Whether visiting Osaka for business, to take in the sights or as a night’s stop before tackling the hour-long journey to Kyoto, The Ritz-Carlton Osaka is an easy choice for indulgent rest and recovery.
As you approach the old English-manor style building in Umeda district, you almost forget you’re in Asia as suited, top hat-wearing doormen smile warmly and hold open heavy cherry doors. If it’s not your first visit, don’t be surprised if you’re greeted by name. It’s these personal touches that keep this chain perennially near the top of the hotel heap.
The same feeling continues throughout the lobby. From chandeliers to European paintings to a grand piano being beautifully played, we wanted to linger even though check-in was as efficient as expected.
The hotel has 291 well-appointed rooms including four suites, two Japanese-style keys and two Western-style offerings. Going for a rich mix of European finishings, guests enjoy plush sofas, carpets and drapes that frame city views, many of nearby bustling Osaka Station.
Expect sumptuous bedding, plentiful minibars with espresso makers and tasteful marble bathrooms – with the latest Japanese washlets, of course – and amenities from Asprey. No need to pack pyjamas for your stay, either, The Ritz has taken care of that detail, providing starched white classic men’s style pyjamas in guest rooms. We enjoyed an early morning laze in our hotel pyjamas with an espresso, watching the city below come to life.

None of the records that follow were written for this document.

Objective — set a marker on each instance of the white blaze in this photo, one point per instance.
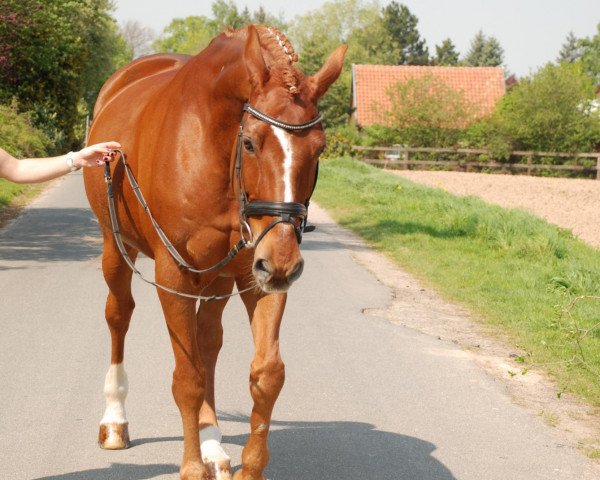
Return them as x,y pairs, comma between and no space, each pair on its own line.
211,445
115,391
286,145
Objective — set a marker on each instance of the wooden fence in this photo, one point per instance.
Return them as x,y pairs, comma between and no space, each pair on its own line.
400,157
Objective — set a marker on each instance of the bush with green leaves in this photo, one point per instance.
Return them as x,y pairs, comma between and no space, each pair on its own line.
54,57
18,136
552,111
426,112
340,141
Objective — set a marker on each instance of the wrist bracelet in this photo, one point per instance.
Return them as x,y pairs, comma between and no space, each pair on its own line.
71,163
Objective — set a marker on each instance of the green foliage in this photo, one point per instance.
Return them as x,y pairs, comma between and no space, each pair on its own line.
402,27
57,55
18,136
185,35
340,140
551,111
192,34
445,54
487,133
484,52
317,34
509,268
426,112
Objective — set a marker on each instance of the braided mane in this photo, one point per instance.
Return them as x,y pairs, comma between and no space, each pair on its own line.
280,57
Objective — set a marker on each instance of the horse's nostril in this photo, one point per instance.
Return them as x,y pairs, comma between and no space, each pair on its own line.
296,272
262,266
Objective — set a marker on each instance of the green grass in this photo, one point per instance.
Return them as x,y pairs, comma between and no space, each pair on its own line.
511,269
8,191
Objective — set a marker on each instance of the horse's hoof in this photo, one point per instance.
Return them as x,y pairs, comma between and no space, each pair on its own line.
238,476
113,436
220,470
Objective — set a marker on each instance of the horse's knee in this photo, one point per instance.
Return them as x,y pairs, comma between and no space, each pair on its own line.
266,379
188,386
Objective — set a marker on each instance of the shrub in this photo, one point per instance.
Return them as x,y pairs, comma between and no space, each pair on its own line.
18,136
551,111
340,140
426,112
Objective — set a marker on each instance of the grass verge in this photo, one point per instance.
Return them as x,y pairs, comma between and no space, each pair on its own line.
511,269
14,197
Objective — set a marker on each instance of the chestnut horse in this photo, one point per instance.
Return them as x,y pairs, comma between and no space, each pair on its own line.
222,150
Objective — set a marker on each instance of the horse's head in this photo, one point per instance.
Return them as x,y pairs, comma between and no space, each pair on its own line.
279,147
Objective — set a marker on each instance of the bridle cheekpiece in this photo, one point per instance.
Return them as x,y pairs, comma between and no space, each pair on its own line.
285,212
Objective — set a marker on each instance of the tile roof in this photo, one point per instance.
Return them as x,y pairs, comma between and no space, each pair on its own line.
482,86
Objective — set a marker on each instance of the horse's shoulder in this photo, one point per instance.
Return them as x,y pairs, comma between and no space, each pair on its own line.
135,71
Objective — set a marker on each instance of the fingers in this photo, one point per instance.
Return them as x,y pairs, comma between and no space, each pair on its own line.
109,145
99,153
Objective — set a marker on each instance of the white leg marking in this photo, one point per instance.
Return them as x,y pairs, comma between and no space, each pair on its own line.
286,146
115,391
211,445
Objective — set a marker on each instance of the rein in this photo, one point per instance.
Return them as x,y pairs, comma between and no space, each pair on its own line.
285,212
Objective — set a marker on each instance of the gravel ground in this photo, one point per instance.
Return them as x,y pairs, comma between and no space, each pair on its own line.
569,203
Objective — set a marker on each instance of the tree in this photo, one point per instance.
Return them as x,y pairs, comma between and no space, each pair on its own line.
484,52
57,54
186,35
590,55
402,27
446,54
570,50
137,38
426,112
553,110
226,14
316,34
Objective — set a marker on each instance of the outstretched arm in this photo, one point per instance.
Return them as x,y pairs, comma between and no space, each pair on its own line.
35,170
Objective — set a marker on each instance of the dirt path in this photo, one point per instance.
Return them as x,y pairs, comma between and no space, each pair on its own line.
568,203
572,204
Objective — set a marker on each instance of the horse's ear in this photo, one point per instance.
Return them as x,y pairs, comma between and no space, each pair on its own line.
329,72
255,63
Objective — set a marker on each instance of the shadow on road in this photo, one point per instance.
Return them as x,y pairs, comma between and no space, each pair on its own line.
344,450
51,235
308,451
117,471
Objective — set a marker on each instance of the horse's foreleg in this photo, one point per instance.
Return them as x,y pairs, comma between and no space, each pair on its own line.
210,340
267,375
114,432
189,374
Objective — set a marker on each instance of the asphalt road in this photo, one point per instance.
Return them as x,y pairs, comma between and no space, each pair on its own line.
364,398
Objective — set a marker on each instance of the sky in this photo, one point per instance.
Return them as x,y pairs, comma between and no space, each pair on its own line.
530,31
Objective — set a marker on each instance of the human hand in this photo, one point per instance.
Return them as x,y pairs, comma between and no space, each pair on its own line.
95,155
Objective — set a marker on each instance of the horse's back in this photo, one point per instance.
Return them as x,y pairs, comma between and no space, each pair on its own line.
139,70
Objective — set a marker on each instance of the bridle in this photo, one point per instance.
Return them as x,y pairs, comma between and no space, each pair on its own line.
284,212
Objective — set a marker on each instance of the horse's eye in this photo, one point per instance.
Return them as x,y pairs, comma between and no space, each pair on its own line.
248,145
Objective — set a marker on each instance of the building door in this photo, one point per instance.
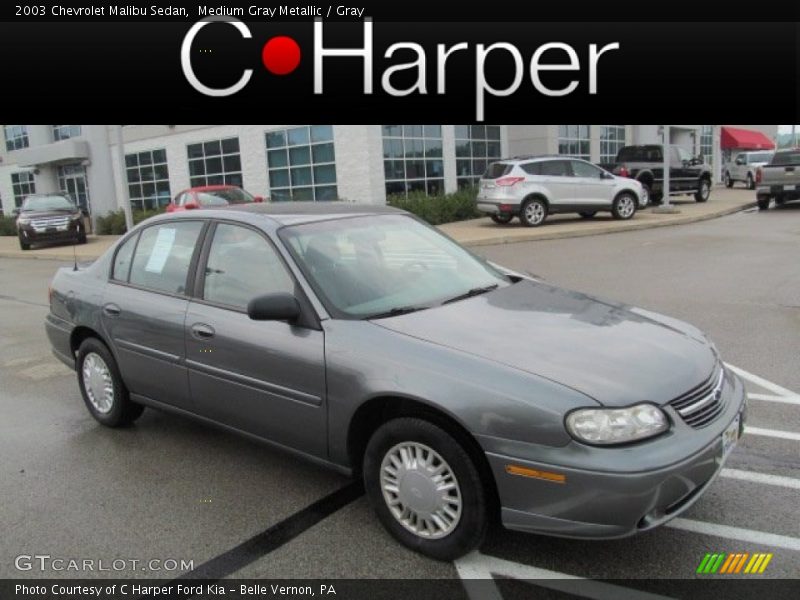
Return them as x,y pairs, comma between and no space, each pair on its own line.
72,181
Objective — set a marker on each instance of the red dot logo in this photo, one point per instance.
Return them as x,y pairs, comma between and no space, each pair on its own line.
281,55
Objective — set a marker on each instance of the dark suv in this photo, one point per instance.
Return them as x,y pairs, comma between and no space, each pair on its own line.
687,174
49,218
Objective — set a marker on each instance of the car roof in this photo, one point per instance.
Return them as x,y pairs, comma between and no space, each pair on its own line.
286,213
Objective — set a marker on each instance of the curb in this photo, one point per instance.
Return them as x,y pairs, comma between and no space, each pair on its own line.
632,226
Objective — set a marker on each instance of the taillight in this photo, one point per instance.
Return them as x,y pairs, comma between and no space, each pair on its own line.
509,181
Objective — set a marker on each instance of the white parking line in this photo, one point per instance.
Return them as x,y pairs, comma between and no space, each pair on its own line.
764,478
761,382
783,435
477,566
783,399
762,538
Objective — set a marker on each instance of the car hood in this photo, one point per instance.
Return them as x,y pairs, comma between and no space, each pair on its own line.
616,354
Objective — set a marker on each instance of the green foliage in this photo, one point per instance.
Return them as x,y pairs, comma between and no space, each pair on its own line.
436,210
8,225
113,223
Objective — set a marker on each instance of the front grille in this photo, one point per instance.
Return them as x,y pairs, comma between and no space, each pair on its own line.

With indoor and outdoor pools, whirlpool, gym and spa, guests will have no trouble finding healthy ways to pass the time at The Ritz-Carlton Osaka.
When leaving the hotel, a large, well-outfitted corridor runs beneath the building, connecting to both the train station and a high-end shopping centre for convenience in inclement weather.
Hosting a Michelin-starred eatery among a host of other beloved options, guests barely need to leave the hotel to take in the best of the city’s dining. From Japanese fine dining at Hanagatami to the starred La Baie to dimsum at Xiang Tao and all-day dining at Splendido, it’s hard to make a choice here.
The Bar offers not just a 100-entry whisky menu, well-made cocktails, wine and beer, but entertainment as well. With a bit of flair bartending on offer and live music in the evenings, it’s a perfect stop for before or after an evening out in Osaka.
For a quieter cocktail, the Lobby Lounge won’t disappoint, but this ground-level offering really shines for English-style afternoon high tea, where we gorged on a tower of decadent cakes, breads and English Breakfast tea. Since we were still in Japan, cupboards lined the walls displaying the tagged bottles of whisky belonging to the lounge’s regulars.
Hanagatami offers a setting inspired by Japanese gardens and chefs that perform live cooking in sushi, teppanyaki, sumibiyaki, kaiseki, and tempura sections of the high-end restaurant. Whereas French offering La Baie, with a coveted 2020 Michelin star, has traditional and inventive menu offerings that go heavy on meat and shellfish and a can’t-miss wine list.
Taking a luxurious Club Suite will net guests a living room with an oversized work desk and cosy living room, many even feature velvet chaise longues by the windows to take in the stunning city skyline.
But the thing that a Club Suite really offers is access to the Club Lounge, a lounge that some have called among the world’s best, offering excellent food and drink and the hotel’s best breakfast options. We were not disappointed by the morning’s repast of smoked salmon, pastries and a la carte offerings, including a sublime truffle omelette.
Whether it’s an innovative conference or a lavish wedding, The Ritz Carlton Osaka shines when it comes to MICE. From the intimate Cricket Room for a group of 12 to The Grand Ballroom with space for 1,500 guests, groups of any size will feel welcome here. They have onsite audiovisual experts and state-of-the-art equipment and can suit a range of dining options and dietary requirements.
Unique offerings here include sushi-making team-building workshops with renowned chefs and Japanese theme parties. They also work with live entertainers that specialise in jazz, opera, gospel and traditional Japanese music to ensure that your event is memorable.
All in all, we’d quickly book another stay at this European gem on our next trip to Osaka.